The Printing Charity, a national charity for people who work or have worked for at least three years in printing, publishing, packaging or print-related trades, is the lead sponsor. The other sponsors are the British Printing Industries Federation (BPIF), Unite the Union GMP and IT Sector, Saxoprint, St Bride Foundation, John Crosfield Foundation, the Journalists’ Charity, and The Book Trade Charity.
The awards are open to people aged 16 to 30 years, who are resident in the UK and who:
z intend or are studying for a career in print
z are working in the print industry and would like to develop their workplace skills
z are apprentices or studying for NVQs in print-related organisations and need financial help while working and studying.
Applicants do not have to be in formal education or complete a course that results in a certificate. You might have staff, for example, who realise that they need to retrain or upskill, and would like to undertake short courses and training sessions that would benefit their career in the industry.
The UK might be the fifth largest producer of printed products, but as the average age of people working in print is 48 years, a significant number of staff will retire in the coming years. So, need to encourage more young people into the industry and ensure they have access to training. This year we would like to see more applications from apprentices and young people studying for NVQs in print-related organisations.
Past winners have used their awards to help pay for pay things as diverse as colour management courses, course fees and materials, a forklift and HGV driving course, childcare while studying, travel and living costs, computers and design software, work placements, marketing courses, professional accreditation, and courses for speaking and presentation skills for work. Winners have ranged from machine minders to a PhD student in ink dye stability, as well as those working in customer care in the print industry.
Over the past four years there has been a 54% increase in the number of awards given, and in the past three years alone, the sponsors have given a total of £117,000 in financial grants. Last year’s awards attracted the highest number of applications, with 37 awards given, and this year the sponsors plan to give 50 awards.
The 2016 Print Futures Awards are now open for entries.

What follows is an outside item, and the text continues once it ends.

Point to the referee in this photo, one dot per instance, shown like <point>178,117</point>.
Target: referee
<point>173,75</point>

The application form can be downloaded at www.printfuturesawards.com and completed applications should be sent by 27 May 2016 - either by email to firstname.lastname@example.org or by post to Print Futures Awards, First Floor, Underwood House, 235 Three Bridges Road, Crawley, West Sussex RH10 1LS.
If people have queries about their eligibility, they can email The Printing Charity at email@example.com
Shortlisted applicants will be interviewed in London on 13 and 14 June and winners will receive their Awards at The Printing Charity’s industry event at the House of Lords on 19 July.